EUR/USD continues to be one of the more difficult pairs for traders as it simply cannot make a decision. The various forces that are pushing and pulling it are all important, and as such it is difficult to figure out which way it “should” be traveling at times.
When you look at the situation in Europe, you see that Spain is now officially in recession. Certainly this is no surprise, but it can’t help in a trader’s bullishness for the Euro. The European Union continues to see yields rise in such places as Italy, Spain, Portugal, France, and many other countries on the continent. The region also has the issue of banks that are borrowing funds from the European Central Bank in massive amounts, signaling that the problems run much deeper than a lot of people understand.

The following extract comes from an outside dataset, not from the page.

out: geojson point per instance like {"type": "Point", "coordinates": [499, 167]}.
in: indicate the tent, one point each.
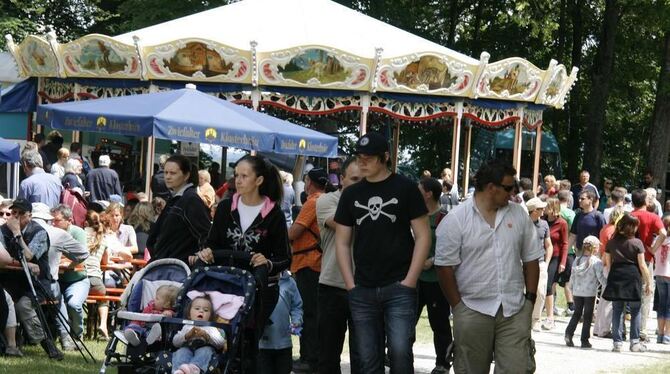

On the other side of the Atlantic, the United States has been posting better numbers lately. However, over the last week or two we have seen a downturn in the bullishness of the economic figures. This has some worrying about whether or not things in the US are as good as people had thought. The Federal Reserve Chairman Ben Bernanke has recently suggested that the Fed has the ability to ease even further if the economy deteriorates further. This has many traders starting to salivate at the idea of further easing in the United States, and this weakens the Dollar as a result.
Triangle is still there
The descending triangle that I have suspected as being formed is still there at the end of the Monday session. The downtrend line has held as resistance yet again, and the 200 day exponential moving average is still above. This has me thinking that the path of least resistance is still to the downside, but a catalyst will be needed in order to see this move. On a break of the bottom of the doji for Monday, I am going to sell this pair expecting to see a run back down towards the 1.30 area. As for buying, I still need to see a daily print above the 200 day EMA and the 1.35 level.